Has the relator any “ plain, adequate remedy in the ordinary course of law?” This proposition divides itself into two branches: First. Can the board of education be compelled by mandamus to levy a tax to pay the bonds, if there is not already sufficient funds in the treasuiy for that purpose from previous levies? "We conceive there can not be much doubt here. Mandamus is repeatedly allowed, for just this purpose. C., W. & Z. R. R. Co. v. Comm’rs Clinton. County, supra; State v. Van Horne, 7 Ohio St. 327; State v. Comm’rs Clinton County, 6 Ohio St. 280.

*103The second branch of the proposition is, Can a mandamus issue to compel the board to pay the bonds, if the money is already in their treasury ? Here, it may be said the relator may have his remedy at law. He may sue the board, and recover judgment. The action, if brought, must be upon the bonds. They provide that they are payable ... . out of the funds of said school district. In an ordinary civil, action, could a judgment be rendered which should be “ payable out of the funds of said school district?”

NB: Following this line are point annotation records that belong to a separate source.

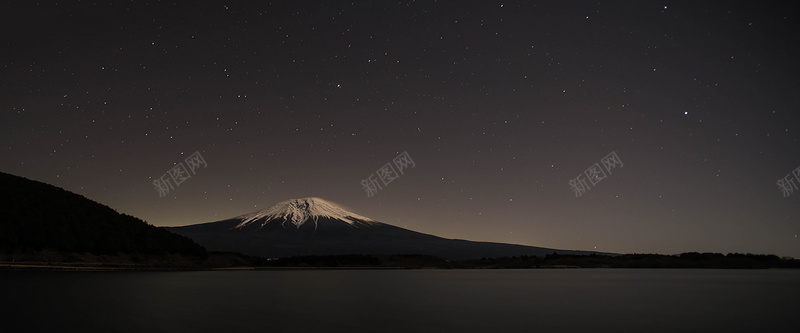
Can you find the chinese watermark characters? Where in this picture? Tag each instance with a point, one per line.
(594, 174)
(387, 173)
(787, 184)
(179, 174)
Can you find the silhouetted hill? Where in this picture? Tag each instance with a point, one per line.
(35, 216)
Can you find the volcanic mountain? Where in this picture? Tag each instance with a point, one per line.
(313, 226)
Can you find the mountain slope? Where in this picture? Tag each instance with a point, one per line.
(36, 216)
(312, 226)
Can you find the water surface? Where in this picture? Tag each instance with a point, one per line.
(568, 300)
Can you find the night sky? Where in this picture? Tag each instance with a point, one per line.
(500, 104)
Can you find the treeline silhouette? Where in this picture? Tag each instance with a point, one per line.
(35, 216)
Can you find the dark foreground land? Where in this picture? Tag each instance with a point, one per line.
(221, 261)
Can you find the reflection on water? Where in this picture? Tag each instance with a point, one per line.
(581, 300)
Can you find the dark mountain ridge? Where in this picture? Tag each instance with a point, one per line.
(312, 226)
(35, 216)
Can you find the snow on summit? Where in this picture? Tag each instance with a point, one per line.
(298, 211)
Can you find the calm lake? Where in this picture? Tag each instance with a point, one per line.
(543, 300)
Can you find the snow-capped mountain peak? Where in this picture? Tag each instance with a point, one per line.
(299, 211)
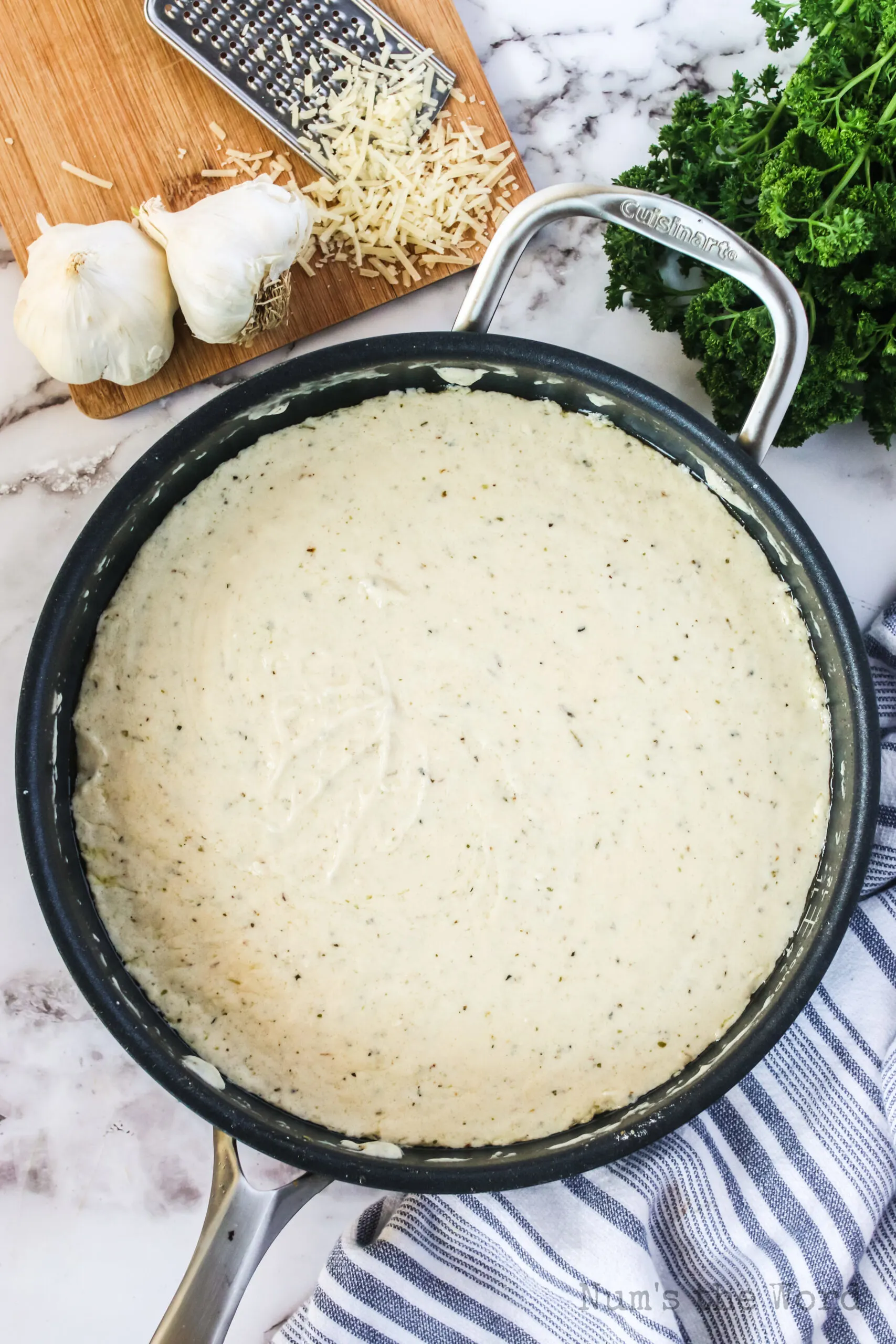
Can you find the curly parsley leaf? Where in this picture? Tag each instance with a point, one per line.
(805, 171)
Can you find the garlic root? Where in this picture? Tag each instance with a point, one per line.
(96, 303)
(229, 256)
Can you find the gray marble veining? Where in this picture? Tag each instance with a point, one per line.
(104, 1178)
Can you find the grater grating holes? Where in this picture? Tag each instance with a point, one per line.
(241, 46)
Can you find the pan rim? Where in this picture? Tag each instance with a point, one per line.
(323, 1152)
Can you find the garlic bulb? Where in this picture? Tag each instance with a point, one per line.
(230, 255)
(96, 303)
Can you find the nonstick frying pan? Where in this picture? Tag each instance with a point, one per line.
(242, 1222)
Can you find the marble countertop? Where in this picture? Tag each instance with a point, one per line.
(102, 1177)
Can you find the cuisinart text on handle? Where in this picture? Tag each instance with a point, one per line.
(675, 230)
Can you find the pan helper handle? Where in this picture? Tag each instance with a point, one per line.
(680, 229)
(241, 1223)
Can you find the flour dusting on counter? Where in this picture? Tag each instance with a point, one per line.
(452, 768)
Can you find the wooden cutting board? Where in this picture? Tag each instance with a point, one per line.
(90, 82)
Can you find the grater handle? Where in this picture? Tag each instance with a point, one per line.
(676, 226)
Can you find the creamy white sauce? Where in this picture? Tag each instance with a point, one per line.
(452, 768)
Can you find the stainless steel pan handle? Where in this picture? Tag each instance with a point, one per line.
(241, 1223)
(684, 230)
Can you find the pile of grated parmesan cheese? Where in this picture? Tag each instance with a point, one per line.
(402, 200)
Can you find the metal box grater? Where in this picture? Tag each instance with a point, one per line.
(241, 45)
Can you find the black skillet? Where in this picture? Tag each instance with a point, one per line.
(242, 1222)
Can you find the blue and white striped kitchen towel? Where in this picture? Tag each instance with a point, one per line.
(772, 1217)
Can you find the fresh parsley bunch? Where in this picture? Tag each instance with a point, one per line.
(806, 172)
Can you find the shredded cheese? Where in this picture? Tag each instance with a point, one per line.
(404, 201)
(87, 176)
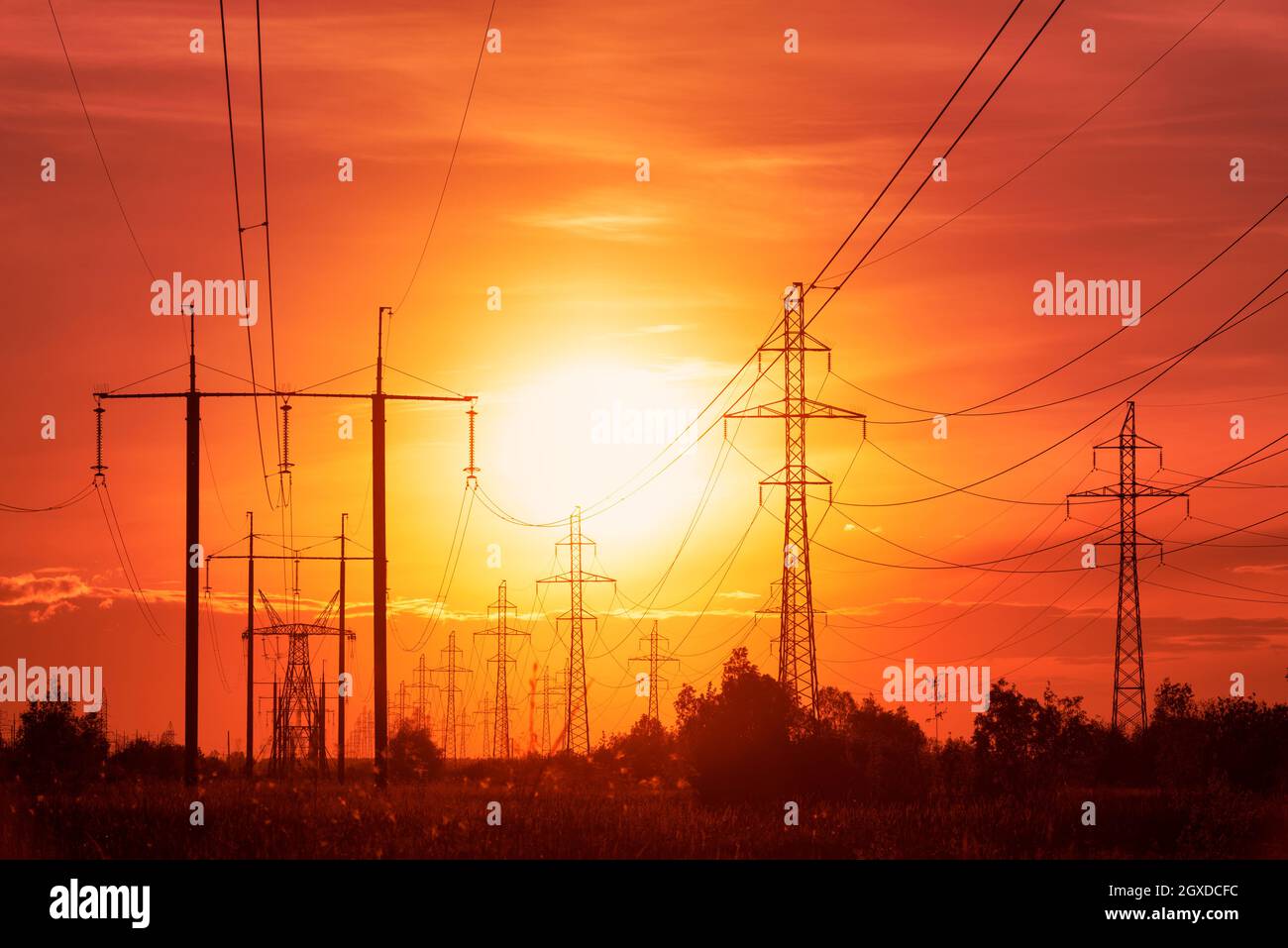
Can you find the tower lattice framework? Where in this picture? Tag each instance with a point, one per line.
(798, 655)
(1129, 695)
(576, 617)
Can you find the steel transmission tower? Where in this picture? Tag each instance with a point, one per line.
(546, 693)
(1129, 711)
(421, 685)
(579, 717)
(501, 702)
(297, 728)
(798, 659)
(655, 660)
(451, 743)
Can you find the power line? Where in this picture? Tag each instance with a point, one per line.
(451, 162)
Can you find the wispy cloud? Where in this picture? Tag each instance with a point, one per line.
(605, 227)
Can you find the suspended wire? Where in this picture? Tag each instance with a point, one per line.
(1043, 155)
(1225, 327)
(961, 134)
(60, 505)
(593, 509)
(1081, 356)
(919, 142)
(451, 162)
(123, 556)
(1162, 372)
(241, 252)
(433, 384)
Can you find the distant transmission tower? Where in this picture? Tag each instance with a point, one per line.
(548, 691)
(576, 617)
(421, 685)
(484, 711)
(798, 659)
(655, 660)
(1129, 711)
(450, 668)
(501, 702)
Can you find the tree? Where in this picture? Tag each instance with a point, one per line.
(738, 740)
(56, 747)
(412, 755)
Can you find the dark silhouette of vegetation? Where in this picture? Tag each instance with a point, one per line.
(1206, 780)
(55, 749)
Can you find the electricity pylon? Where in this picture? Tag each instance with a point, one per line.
(451, 743)
(192, 398)
(297, 728)
(501, 702)
(655, 660)
(421, 685)
(1129, 711)
(484, 711)
(798, 657)
(579, 717)
(546, 693)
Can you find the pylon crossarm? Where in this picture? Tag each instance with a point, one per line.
(818, 410)
(771, 410)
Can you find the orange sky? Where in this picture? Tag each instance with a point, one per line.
(647, 295)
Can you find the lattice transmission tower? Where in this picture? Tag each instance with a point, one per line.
(656, 660)
(501, 702)
(1129, 710)
(450, 668)
(576, 617)
(798, 656)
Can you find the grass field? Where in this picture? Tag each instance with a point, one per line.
(552, 811)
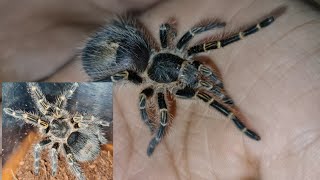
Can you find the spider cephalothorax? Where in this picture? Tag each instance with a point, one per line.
(122, 50)
(78, 136)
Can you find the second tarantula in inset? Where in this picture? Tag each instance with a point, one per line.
(122, 50)
(78, 136)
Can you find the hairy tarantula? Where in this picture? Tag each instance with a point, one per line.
(122, 50)
(78, 136)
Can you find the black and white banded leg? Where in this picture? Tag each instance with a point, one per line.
(189, 93)
(163, 123)
(27, 117)
(127, 75)
(37, 153)
(143, 97)
(198, 29)
(224, 42)
(54, 158)
(73, 165)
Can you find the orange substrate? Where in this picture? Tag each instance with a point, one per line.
(15, 158)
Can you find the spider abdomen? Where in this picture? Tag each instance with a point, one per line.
(85, 147)
(165, 68)
(59, 128)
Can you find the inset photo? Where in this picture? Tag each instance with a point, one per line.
(57, 131)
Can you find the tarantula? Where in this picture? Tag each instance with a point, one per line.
(78, 136)
(122, 50)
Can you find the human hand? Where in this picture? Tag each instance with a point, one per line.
(273, 77)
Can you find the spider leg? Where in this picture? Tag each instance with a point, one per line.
(39, 98)
(87, 119)
(146, 93)
(198, 29)
(219, 44)
(54, 158)
(163, 123)
(217, 91)
(73, 165)
(127, 75)
(189, 93)
(62, 99)
(27, 117)
(37, 149)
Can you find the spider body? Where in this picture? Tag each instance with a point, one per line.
(124, 51)
(77, 136)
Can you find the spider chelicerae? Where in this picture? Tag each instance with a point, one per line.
(122, 50)
(78, 136)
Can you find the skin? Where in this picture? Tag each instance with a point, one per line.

If the ordinary judgment were rendered, the anomaly would be presented - of the legal pursuit by a creditor of money owing by the board, which had already been raised by taxation, and was in the treasury, but by the official delinquency of somebody, the creditor is denied his rights. It is to remedy the consequences arising from just such official delinquency that the writ of mandamus issues. It was issued in State v. Treasurer of Wood Co., 17 Ohio, 184, a case very like this. The tax had been assessed, the money collected, and was in the treasury, and the writ compelled its payment. See also Cass Township v. Dillon, 16 Ohio St. 38.

The board of education has but limited corporate powers. It has power to issue these bonds only under the statute, and can pay them only as therein provided by a tax for the specific purpose. They could not pay them out. of any other fund, nor even out of their general fund. In case of judgment rendered, it might therefore be necessary to enforce its payment by mandamus. This we think can be done, when the right is clear, without such unnecessary suit at law.

The limited power of theseboards is considered in Board Education Brown Tp. v. Cheney, 5 Ohio St. 67.

Peremptory writ awarded.

Whitman and Johnson, JJ., concurred. Scott, Chief Judge, and Day, J., dissented from the judgment, believing the facts did not warrant it.